La Cisl Fp Sicilia accoglie con soddisfazione l’arrivo di oltre 140 milioni di euro destinati al personale delle strutture di prossimità, risorse ottenute grazie al confronto serrato con il Governo regionale e che si aggiungono ai 39 milioni già previsti dal Pnrr. Un risultato che permette alla Sicilia di avviare concretamente il potenziamento della sanità territoriale, con organici adeguati per Case della comunità, Ospedali di comunità e servizi previsti dalla riforma.
«Abbiamo seguito con determinazione ogni passaggio – dichiarano il segretario generale Cisl Fp Sicilia, Daniele Passanisi, e il segretario regionale Marco Corrao – perché senza personale qualificato le nuove strutture rischiano di restare scatole vuote.
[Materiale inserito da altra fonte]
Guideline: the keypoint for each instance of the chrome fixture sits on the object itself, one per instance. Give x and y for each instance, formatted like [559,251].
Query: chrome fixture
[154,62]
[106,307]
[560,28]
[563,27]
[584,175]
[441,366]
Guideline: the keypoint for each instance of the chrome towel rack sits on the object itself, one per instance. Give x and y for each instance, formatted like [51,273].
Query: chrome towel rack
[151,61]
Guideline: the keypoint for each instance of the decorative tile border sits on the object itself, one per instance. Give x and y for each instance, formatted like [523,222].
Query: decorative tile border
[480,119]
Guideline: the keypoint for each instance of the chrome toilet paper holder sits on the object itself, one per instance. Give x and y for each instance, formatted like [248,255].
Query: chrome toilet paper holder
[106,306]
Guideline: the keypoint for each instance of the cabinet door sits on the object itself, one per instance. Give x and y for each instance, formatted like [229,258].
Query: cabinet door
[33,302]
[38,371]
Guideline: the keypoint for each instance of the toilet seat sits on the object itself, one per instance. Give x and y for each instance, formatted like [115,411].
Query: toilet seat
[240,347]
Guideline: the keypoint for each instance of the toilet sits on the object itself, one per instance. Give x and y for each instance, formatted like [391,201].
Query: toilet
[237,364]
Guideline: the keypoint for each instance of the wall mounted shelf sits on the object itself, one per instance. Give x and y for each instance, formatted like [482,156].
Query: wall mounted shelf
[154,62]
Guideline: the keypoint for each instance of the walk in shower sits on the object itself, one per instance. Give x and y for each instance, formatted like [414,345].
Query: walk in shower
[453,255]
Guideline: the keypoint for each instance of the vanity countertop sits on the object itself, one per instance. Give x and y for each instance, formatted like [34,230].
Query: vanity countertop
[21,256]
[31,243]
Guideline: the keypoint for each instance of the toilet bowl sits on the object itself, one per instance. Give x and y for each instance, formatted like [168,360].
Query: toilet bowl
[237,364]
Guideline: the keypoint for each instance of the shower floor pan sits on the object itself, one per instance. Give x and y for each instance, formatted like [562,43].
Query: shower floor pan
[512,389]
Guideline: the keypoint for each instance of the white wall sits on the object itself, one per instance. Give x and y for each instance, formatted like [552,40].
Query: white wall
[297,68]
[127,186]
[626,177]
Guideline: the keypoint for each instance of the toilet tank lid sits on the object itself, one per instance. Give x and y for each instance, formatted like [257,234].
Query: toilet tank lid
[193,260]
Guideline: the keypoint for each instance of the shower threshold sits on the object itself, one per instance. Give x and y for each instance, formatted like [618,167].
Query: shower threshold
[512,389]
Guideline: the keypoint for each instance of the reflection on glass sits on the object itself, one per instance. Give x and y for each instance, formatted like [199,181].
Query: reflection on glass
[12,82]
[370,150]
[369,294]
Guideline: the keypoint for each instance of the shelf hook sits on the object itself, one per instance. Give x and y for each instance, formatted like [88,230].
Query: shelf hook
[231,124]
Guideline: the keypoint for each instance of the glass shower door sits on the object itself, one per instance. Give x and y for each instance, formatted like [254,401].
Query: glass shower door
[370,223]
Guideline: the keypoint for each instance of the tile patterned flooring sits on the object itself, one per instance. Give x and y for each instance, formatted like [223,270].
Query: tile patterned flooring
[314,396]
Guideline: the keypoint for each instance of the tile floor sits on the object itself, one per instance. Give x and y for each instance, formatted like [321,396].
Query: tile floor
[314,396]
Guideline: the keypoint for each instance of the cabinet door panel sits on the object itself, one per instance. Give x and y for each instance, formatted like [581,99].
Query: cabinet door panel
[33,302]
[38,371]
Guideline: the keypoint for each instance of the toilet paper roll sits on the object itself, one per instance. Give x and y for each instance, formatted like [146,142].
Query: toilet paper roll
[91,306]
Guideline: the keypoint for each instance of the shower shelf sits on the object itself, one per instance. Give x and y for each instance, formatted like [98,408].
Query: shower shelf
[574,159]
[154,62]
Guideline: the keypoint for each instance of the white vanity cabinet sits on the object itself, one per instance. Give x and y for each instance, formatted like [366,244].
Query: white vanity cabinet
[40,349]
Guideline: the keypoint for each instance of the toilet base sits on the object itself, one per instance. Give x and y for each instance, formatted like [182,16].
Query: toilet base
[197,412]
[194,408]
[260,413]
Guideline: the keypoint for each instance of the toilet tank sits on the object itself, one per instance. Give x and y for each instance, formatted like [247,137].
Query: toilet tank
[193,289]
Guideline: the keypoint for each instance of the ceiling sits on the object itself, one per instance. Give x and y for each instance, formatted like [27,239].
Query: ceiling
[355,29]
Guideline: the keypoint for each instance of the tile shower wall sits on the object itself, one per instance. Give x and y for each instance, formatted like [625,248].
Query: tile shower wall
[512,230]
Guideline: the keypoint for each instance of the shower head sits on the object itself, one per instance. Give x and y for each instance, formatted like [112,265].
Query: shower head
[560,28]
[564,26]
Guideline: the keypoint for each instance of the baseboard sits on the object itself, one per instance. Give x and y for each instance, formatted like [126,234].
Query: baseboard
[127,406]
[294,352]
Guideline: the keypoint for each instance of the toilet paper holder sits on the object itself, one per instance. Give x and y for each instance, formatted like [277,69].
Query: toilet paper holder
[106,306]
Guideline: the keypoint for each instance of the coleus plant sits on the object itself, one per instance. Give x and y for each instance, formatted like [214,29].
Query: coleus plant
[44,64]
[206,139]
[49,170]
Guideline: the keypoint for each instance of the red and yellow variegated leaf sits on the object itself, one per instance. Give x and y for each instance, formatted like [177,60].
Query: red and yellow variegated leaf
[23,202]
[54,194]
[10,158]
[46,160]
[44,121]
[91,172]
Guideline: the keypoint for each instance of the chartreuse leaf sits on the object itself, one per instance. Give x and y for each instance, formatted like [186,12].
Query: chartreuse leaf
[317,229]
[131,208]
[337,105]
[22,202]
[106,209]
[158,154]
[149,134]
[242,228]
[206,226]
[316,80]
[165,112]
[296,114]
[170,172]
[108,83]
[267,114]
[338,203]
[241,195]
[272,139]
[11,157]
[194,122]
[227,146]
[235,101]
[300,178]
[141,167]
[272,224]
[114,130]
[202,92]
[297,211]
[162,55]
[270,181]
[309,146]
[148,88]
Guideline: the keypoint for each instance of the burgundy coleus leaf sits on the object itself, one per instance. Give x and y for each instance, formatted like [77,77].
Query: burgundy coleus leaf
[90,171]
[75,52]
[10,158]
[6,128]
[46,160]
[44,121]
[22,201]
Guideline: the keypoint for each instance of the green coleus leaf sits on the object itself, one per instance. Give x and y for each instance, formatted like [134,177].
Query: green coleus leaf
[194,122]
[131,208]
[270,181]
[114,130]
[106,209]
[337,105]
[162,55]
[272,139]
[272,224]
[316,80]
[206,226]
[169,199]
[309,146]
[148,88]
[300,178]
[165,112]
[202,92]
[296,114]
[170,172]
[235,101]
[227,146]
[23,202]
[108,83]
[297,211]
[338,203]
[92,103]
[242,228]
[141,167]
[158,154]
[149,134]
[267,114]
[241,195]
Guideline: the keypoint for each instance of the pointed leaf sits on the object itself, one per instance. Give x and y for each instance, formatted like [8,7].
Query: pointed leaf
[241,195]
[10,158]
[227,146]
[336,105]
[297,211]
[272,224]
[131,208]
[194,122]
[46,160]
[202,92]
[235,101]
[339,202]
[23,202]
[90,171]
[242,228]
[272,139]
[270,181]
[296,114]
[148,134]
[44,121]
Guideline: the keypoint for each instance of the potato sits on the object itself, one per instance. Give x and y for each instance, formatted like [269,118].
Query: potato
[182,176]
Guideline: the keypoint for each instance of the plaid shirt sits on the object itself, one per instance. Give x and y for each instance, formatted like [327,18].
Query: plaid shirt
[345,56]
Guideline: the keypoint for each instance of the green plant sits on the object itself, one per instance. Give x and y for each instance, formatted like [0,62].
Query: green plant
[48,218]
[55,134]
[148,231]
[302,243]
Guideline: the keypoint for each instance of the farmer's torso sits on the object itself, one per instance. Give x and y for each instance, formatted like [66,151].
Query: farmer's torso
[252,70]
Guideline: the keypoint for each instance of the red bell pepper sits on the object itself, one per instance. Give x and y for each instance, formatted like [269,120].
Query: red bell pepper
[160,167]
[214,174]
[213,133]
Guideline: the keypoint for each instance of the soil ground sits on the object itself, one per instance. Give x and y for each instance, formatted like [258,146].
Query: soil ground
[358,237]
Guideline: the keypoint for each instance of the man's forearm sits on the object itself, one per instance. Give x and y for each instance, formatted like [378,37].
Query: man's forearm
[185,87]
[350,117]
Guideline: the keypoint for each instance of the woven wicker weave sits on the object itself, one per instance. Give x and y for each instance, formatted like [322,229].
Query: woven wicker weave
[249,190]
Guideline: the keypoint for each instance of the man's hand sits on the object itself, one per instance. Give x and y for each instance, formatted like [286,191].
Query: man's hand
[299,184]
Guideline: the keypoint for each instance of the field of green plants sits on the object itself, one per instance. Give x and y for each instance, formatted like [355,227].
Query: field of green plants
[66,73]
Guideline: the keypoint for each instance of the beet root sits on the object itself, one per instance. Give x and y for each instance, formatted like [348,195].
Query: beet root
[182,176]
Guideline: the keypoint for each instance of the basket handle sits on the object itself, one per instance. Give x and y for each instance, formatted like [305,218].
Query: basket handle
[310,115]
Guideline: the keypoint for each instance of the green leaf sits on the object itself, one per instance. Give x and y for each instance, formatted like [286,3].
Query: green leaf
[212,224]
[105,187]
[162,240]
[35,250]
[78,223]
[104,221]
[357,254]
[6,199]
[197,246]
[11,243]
L’assegnazione di queste risorse è decisiva per non lasciare incompiuta una delle riforme più importanti degli ultimi decenni».
Per questo la Cisl Fp Sicilia ha chiesto l’immediata apertura di un tavolo programmatico con l’assessore regionale alla Salute, Marcello Caruso, per definire criteri, tempi e modalità di utilizzo dei fondi. Il sindacato ha inoltre richiesto la trasmissione preventiva della relazione tecnica sul nuovo piano assunzionale, che interesserà oltre 2.750 unità.
Tra le questioni che la Cisl Fp intende affrontare: la ripartizione delle risorse tra le aziende sanitarie, la definizione delle dotazioni organiche, le figure professionali da reclutare, la valorizzazione del personale già in servizio e le misure per rendere attrattive le nuove opportunità lavorative. Fondamentale anche conoscere il cronoprogramma di attivazione delle Case e degli Ospedali di comunità e garantire piena integrazione tra ospedale e territorio, con un monitoraggio costante dell’impiego dei fondi.
«Questa è un’opportunità che la Sicilia non può sprecare – concludono Passanisi e Corrao – Ora bisogna passare dagli annunci alla programmazione concreta. Le risorse sono un punto di partenza: il nostro impegno è vigilare affinché si traducano in occupazione stabile, servizi efficienti e una sanità territoriale moderna e vicina ai bisogni delle persone».